I don't know how to say this last name, help me please...

Smarandache

Thanks.


----------



## TimLA

Put the name in this website and you can hear it.

Sma RAN da kay


----------



## Paulfromitaly

Jernets said:


> Hi...
> 
> I don't know how to say this last name, help me please...
> 
> Smarandache
> 
> Thanks.



I've never heard it: are you sure it's Italian?


----------



## TimLA

VERY interesting.
I didn't think about it, but I bet it's referring to Florentin Smarandache - a Romanian.

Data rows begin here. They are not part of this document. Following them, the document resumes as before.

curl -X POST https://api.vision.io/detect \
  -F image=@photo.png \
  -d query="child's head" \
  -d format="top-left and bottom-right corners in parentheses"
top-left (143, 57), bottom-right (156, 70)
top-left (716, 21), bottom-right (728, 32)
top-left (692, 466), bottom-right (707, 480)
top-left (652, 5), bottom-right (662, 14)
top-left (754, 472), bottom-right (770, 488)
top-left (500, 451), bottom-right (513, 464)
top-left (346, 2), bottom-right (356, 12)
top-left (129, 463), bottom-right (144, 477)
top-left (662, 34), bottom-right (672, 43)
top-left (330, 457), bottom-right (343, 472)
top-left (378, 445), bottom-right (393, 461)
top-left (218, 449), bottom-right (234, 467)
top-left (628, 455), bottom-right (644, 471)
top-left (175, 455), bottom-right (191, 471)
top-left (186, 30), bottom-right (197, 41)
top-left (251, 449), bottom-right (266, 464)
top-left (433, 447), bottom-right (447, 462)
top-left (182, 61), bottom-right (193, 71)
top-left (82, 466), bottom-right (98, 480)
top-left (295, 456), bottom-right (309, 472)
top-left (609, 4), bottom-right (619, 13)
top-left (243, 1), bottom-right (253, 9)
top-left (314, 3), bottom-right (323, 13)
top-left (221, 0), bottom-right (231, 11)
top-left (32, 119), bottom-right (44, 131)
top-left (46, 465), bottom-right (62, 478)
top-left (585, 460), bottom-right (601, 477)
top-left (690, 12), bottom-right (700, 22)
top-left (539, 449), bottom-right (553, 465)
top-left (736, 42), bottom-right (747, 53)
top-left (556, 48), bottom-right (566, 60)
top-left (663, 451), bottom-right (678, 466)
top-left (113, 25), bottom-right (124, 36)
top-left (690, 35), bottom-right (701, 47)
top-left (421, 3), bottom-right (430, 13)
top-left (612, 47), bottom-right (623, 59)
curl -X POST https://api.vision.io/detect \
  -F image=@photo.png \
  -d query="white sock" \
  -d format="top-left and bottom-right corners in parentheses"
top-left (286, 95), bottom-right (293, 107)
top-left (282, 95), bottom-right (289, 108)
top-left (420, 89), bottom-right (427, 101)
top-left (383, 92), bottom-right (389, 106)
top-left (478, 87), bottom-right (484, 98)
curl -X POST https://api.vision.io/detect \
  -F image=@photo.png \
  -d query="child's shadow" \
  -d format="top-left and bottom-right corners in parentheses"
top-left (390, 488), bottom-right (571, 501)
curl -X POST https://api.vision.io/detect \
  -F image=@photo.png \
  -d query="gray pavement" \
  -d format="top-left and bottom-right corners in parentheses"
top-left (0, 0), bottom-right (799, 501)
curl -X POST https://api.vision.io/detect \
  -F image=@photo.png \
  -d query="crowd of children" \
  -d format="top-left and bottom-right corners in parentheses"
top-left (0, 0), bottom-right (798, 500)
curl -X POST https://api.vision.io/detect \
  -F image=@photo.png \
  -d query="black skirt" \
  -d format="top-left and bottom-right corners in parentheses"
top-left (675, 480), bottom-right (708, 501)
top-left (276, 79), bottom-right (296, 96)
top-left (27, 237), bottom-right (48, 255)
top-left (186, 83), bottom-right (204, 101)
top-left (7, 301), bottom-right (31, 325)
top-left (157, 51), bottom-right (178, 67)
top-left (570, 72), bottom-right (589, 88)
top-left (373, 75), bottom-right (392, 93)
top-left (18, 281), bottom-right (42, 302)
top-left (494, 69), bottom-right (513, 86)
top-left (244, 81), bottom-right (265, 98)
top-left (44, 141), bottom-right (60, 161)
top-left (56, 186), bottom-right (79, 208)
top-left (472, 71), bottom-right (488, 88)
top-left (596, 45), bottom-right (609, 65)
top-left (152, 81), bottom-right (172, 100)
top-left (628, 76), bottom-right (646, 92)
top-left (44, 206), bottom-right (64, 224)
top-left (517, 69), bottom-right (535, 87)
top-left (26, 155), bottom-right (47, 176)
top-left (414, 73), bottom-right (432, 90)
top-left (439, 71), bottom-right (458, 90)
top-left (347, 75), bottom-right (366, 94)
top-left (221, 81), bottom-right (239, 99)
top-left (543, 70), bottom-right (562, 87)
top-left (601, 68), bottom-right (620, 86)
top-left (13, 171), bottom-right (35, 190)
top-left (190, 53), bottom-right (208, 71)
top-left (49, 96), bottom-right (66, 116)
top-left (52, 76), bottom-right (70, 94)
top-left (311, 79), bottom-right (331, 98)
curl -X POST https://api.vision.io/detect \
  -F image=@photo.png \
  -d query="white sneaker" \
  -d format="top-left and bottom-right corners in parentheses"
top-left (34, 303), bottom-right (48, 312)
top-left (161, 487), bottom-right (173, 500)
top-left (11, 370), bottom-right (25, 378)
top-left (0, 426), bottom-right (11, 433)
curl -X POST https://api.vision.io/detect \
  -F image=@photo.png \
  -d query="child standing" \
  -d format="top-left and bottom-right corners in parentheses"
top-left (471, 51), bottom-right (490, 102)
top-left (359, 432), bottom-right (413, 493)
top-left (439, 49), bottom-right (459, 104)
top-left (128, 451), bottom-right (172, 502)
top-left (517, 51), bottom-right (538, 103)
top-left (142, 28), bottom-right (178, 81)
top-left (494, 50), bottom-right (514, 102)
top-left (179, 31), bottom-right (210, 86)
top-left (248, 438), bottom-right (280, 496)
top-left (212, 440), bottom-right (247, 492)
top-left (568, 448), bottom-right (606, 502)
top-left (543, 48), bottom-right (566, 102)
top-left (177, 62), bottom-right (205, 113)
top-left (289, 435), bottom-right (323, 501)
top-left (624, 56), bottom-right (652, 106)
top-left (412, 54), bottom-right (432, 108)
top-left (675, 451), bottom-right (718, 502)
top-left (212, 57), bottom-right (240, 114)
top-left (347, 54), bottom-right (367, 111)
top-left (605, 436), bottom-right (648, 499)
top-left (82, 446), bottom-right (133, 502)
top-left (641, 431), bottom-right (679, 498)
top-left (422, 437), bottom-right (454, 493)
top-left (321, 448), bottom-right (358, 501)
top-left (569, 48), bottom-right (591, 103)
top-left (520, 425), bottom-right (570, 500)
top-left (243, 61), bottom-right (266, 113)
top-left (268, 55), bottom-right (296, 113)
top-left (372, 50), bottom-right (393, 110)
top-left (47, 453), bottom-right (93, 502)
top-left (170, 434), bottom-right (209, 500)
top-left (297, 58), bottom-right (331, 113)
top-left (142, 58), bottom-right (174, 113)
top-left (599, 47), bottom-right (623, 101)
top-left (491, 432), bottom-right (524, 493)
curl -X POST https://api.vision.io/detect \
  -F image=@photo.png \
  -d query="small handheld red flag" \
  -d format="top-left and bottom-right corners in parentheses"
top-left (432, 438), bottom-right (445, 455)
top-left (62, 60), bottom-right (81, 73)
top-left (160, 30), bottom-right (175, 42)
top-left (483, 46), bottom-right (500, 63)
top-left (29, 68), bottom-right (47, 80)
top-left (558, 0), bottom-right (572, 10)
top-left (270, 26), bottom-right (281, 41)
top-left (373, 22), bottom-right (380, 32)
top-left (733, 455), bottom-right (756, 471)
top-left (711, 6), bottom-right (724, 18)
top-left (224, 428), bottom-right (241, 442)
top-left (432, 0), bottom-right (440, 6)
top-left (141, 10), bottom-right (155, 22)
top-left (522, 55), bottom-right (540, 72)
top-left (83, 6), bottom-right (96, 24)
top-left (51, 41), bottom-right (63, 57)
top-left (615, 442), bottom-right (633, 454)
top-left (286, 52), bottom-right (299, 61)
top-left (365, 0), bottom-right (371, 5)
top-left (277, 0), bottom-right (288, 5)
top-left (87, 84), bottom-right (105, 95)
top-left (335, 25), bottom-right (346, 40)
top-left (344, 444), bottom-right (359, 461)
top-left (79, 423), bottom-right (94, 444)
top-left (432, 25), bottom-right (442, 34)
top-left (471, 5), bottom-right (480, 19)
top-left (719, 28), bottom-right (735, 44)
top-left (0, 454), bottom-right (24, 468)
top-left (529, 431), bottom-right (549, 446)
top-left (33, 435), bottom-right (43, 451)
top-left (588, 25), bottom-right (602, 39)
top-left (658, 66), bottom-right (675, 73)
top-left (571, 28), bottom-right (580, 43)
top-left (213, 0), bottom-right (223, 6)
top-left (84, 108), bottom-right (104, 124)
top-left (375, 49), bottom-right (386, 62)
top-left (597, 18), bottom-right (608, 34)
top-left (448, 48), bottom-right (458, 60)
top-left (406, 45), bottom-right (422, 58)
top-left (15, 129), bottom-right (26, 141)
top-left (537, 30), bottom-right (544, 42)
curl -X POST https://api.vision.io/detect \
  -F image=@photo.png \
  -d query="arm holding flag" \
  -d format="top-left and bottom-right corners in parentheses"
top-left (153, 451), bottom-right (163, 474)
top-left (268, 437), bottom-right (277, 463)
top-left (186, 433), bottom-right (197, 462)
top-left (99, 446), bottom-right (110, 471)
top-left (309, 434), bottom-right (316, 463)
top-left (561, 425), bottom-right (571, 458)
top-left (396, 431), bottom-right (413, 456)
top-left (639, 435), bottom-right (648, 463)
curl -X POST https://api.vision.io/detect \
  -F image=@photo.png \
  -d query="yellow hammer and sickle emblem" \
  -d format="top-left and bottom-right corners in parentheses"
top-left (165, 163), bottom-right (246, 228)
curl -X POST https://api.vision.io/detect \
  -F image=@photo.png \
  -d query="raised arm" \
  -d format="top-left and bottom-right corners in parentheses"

Romanian...that other, hidden, Latin language!!


----------



## Jernets

I'm sorry TimLA & Paulfromitaly.

I found it an Italian paper, I thought that he was some Italian personage.

... and is correct, He is Romanian.

Thank you very much.


----------



## OldAvatar

TimLA said:


> VERY interesting.
> I didn't think about it, but I bet it's referring to Florentin Smarandache - a Romanian.
> 
> Romanian...that other, hidden, Latin language!!



It is Romanian. The name has the Romanised Greek suffix "-aki". You pronounce it something like Smarandake, or Smuhruhndake if it is Smărăndache.


----------



## Jernets

Thank you very much OldAvatar


----------